Limitations & Future Work

  • Theoretical conditions are idealized. Proofs depend on Lipschitz feature extractors, feature norm lower bounds, and local minima; the authors note that attention layers introduce additional curvature, so the penultimate-layer focus might not directly cover Transformers.
  • The robustness radius bound is primarily explanatory rather than a practical certificate. It contains \(L\), \(r\), \(k\), and \(m\), which are hard to estimate tightly on real networks.
  • Experiments focus on CIFAR classification and limited LLM prompt attack trajectories; while sufficient for geometric claims, more scale is needed for modern large model scenarios.
  • Post-hoc scaling risks gradient masking.
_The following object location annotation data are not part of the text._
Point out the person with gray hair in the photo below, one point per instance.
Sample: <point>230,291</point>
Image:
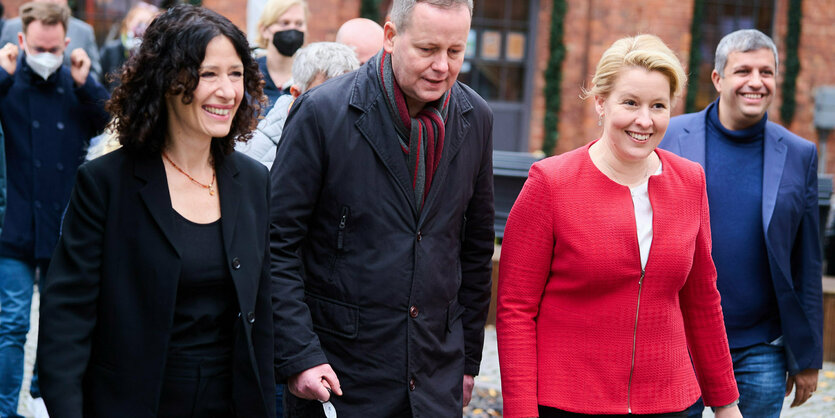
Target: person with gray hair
<point>312,65</point>
<point>762,188</point>
<point>382,228</point>
<point>364,36</point>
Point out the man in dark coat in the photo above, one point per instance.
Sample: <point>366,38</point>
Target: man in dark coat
<point>48,112</point>
<point>382,228</point>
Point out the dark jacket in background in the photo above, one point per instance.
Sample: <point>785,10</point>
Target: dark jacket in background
<point>80,33</point>
<point>108,306</point>
<point>47,125</point>
<point>393,297</point>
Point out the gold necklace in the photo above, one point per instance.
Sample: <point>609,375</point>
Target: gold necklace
<point>210,186</point>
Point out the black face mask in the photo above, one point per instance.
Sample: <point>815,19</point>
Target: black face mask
<point>287,42</point>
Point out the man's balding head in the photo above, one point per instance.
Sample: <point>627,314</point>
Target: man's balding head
<point>365,36</point>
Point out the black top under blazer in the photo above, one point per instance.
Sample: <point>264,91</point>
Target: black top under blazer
<point>108,304</point>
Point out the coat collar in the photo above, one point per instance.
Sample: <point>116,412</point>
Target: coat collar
<point>377,128</point>
<point>157,199</point>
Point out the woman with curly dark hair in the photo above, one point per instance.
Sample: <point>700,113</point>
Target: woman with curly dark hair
<point>158,296</point>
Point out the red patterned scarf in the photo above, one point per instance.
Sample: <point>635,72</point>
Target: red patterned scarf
<point>422,137</point>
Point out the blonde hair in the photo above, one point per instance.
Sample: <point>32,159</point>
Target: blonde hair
<point>47,13</point>
<point>272,11</point>
<point>643,51</point>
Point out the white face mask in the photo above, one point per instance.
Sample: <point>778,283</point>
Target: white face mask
<point>43,64</point>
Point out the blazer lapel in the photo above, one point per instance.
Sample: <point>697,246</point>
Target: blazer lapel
<point>774,159</point>
<point>155,195</point>
<point>457,126</point>
<point>376,126</point>
<point>230,197</point>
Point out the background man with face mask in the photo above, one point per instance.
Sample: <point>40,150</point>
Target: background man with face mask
<point>80,33</point>
<point>382,228</point>
<point>281,32</point>
<point>48,110</point>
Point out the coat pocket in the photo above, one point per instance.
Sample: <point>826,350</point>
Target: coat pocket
<point>332,316</point>
<point>344,216</point>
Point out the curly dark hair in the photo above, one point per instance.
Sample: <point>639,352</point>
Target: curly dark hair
<point>167,62</point>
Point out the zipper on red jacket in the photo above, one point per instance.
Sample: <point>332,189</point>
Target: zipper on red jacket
<point>634,338</point>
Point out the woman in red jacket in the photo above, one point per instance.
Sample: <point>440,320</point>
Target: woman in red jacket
<point>606,276</point>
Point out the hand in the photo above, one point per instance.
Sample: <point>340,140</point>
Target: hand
<point>8,58</point>
<point>729,412</point>
<point>314,383</point>
<point>807,383</point>
<point>469,382</point>
<point>79,66</point>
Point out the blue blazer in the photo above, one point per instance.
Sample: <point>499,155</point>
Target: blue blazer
<point>790,221</point>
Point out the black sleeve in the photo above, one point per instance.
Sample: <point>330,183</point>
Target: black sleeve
<point>477,254</point>
<point>68,302</point>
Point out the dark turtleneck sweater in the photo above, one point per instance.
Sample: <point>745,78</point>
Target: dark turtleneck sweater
<point>734,170</point>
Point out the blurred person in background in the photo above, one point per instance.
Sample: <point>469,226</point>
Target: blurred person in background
<point>79,32</point>
<point>282,28</point>
<point>382,228</point>
<point>115,52</point>
<point>762,185</point>
<point>48,111</point>
<point>313,65</point>
<point>606,277</point>
<point>157,302</point>
<point>364,36</point>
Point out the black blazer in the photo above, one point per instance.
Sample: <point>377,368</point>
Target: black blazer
<point>108,303</point>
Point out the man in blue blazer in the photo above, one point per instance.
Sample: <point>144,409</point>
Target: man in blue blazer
<point>762,189</point>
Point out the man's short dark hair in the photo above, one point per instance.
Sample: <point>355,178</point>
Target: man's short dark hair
<point>47,13</point>
<point>401,10</point>
<point>168,63</point>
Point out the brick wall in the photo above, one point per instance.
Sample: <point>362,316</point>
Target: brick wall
<point>590,27</point>
<point>326,15</point>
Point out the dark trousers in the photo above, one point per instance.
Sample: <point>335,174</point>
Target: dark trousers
<point>197,388</point>
<point>548,412</point>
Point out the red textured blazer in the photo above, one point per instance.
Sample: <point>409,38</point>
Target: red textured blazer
<point>580,326</point>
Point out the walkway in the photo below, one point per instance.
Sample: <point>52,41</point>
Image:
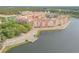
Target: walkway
<point>29,36</point>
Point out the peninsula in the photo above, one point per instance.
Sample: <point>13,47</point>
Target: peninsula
<point>29,23</point>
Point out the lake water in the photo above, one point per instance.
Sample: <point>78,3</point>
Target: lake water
<point>61,41</point>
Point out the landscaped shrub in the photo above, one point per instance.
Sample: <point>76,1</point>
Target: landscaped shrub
<point>9,28</point>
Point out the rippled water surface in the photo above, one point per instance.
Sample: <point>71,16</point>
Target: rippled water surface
<point>54,41</point>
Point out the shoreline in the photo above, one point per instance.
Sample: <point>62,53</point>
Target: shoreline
<point>36,31</point>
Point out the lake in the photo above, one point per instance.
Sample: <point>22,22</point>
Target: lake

The paper identifies this via transfer attacks, but any defense targeting flatness must be evaluated against AutoAttack or EOT.
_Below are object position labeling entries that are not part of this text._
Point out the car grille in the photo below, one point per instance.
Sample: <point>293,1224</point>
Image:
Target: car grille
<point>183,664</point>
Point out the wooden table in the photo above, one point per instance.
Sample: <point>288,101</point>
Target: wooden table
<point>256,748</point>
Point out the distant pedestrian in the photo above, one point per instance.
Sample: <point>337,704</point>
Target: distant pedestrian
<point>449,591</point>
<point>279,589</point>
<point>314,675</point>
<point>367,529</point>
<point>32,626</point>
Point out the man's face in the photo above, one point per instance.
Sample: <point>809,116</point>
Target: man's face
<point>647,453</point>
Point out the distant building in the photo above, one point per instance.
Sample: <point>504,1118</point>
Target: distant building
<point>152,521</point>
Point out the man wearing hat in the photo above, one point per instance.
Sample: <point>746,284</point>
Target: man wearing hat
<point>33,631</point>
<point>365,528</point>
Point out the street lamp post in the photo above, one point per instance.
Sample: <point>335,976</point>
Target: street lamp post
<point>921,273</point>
  • Future work should develop metrics that distinguish between "correct flatness" and "incorrect flatness," perhaps by decoupling feature geometry from softmax confidence.
  • vs SAM / sharpness-aware training: SAM-like methods optimize parameter flatness to improve generalization and robustness; this paper suggests they specifically expand local basins rather than granting global certificates.
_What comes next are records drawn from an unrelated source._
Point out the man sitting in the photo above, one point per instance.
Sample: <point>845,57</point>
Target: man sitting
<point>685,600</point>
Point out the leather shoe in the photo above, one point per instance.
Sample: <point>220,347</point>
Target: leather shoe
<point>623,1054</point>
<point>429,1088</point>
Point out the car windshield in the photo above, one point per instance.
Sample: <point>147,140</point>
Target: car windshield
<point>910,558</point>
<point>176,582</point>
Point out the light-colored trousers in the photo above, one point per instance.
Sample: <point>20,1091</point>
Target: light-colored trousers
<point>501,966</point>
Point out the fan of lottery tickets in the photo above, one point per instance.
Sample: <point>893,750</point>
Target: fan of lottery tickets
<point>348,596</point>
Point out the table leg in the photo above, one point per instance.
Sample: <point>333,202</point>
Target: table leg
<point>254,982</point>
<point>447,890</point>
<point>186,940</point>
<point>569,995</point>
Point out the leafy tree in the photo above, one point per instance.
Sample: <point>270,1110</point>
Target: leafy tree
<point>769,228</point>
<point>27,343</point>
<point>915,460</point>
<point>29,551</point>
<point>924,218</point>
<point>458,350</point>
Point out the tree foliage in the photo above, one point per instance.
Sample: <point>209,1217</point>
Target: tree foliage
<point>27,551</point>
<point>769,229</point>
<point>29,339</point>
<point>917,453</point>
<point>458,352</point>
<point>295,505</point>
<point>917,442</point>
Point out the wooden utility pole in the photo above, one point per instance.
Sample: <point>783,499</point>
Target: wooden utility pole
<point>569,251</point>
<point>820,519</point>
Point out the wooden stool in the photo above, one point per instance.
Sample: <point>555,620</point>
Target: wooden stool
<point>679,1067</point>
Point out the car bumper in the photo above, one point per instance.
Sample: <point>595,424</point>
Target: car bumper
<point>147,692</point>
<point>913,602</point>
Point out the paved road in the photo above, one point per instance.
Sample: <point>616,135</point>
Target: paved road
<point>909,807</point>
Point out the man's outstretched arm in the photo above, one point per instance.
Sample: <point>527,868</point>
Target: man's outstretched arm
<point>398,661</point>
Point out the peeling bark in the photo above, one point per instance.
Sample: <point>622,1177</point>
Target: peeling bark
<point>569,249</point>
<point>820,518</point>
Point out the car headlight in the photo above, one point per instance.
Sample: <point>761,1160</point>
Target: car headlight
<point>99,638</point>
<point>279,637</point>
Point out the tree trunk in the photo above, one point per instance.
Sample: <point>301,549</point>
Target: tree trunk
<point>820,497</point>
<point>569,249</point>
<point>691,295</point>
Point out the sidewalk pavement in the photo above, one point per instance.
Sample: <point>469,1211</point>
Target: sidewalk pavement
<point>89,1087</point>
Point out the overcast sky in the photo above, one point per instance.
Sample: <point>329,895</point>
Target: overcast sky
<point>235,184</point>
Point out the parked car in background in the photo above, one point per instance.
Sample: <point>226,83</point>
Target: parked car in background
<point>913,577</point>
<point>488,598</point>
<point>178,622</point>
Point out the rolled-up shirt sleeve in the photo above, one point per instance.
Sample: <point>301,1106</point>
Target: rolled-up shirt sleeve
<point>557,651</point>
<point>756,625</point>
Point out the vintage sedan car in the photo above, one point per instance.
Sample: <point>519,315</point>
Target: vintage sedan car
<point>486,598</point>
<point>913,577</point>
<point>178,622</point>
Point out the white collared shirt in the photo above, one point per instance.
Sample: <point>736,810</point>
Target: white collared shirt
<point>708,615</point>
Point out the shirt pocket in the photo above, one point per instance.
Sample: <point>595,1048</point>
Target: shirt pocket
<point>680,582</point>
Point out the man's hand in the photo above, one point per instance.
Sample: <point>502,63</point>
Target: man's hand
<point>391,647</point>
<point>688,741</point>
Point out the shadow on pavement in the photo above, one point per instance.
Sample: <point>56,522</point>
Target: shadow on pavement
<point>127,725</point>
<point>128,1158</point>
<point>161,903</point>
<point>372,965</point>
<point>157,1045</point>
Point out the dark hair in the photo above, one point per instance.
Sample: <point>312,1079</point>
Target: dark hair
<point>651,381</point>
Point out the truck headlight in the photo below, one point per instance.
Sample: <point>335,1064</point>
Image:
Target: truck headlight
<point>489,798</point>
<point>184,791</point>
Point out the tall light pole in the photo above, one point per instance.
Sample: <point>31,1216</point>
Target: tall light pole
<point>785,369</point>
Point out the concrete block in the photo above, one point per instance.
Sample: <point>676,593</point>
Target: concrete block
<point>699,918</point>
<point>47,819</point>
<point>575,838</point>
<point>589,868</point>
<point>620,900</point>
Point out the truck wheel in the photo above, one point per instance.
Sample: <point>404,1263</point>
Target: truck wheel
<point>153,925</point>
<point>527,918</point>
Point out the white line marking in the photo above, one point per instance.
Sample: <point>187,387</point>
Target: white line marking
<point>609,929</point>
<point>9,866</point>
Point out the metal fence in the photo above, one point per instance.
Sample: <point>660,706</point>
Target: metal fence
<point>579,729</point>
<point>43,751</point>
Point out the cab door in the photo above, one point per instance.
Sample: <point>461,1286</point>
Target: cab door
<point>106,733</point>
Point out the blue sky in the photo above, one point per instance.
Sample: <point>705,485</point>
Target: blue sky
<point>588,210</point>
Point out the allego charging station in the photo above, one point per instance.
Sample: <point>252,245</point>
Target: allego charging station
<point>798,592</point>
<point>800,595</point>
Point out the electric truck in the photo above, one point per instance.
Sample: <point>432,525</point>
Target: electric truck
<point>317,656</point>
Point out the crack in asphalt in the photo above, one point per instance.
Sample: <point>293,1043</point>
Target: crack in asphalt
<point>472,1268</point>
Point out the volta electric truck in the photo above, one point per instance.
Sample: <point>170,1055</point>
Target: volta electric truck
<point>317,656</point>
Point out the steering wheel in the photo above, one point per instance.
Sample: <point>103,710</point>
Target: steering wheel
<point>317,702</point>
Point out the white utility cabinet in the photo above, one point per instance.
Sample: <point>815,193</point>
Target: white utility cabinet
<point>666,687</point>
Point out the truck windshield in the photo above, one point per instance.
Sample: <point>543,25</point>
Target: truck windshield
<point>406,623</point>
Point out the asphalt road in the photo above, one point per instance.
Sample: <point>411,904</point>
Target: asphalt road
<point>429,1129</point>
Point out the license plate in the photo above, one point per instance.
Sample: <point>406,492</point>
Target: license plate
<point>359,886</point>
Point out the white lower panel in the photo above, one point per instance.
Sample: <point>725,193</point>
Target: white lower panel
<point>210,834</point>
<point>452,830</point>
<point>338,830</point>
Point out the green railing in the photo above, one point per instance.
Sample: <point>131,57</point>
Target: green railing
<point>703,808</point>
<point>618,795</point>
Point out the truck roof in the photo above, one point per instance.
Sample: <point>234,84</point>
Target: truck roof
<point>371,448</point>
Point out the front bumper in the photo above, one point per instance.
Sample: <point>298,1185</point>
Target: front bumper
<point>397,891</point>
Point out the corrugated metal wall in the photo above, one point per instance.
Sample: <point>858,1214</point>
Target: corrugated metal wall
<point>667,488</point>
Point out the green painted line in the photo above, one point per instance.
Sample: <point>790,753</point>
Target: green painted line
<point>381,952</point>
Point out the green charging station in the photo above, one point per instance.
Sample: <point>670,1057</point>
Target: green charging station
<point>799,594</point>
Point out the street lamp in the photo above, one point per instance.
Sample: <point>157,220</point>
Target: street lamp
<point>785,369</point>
  • vs Petzka et al.'s relative flatness: Inherits the reparameterization-invariant approach but extends the analysis to the penultimate layer for adversarial perturbation analysis.
  • vs Stutz et al. on Robustness-Flatness correlation: Earlier works highlighted empirical correlations; this work identifies the local mechanisms where it holds and the global "blind spots" where it fails.
  • vs Certified Robustness / Lipschitz constraints: Unlike direct input radius certificates, this work explains how parameter geometry affects input stability; it complements rather than replaces certification.
  • vs Gradient Masking: The \(s=100\) results verify classic warnings. The new insight is that high confidence causes Hessian collapse, thus "flatness" itself can manifest as the cause of optimization failure.

Rating

  • Novelty: ⭐⭐⭐⭐☆ Reformulates flatness into closed-form derivations with the Uncanny Valley explanation.
  • Experimental Thoroughness: ⭐⭐⭐⭐☆ Multiple architectures and transfer tests, though LLM/Large-scale extensions are preliminary.
  • Writing Quality: ⭐⭐⭐⭐☆ Clear narrative; formulas and experiments support each other well.
  • Value: ⭐⭐⭐⭐⭐ Vital "correction" on the relationship between flatness and safety for the research community.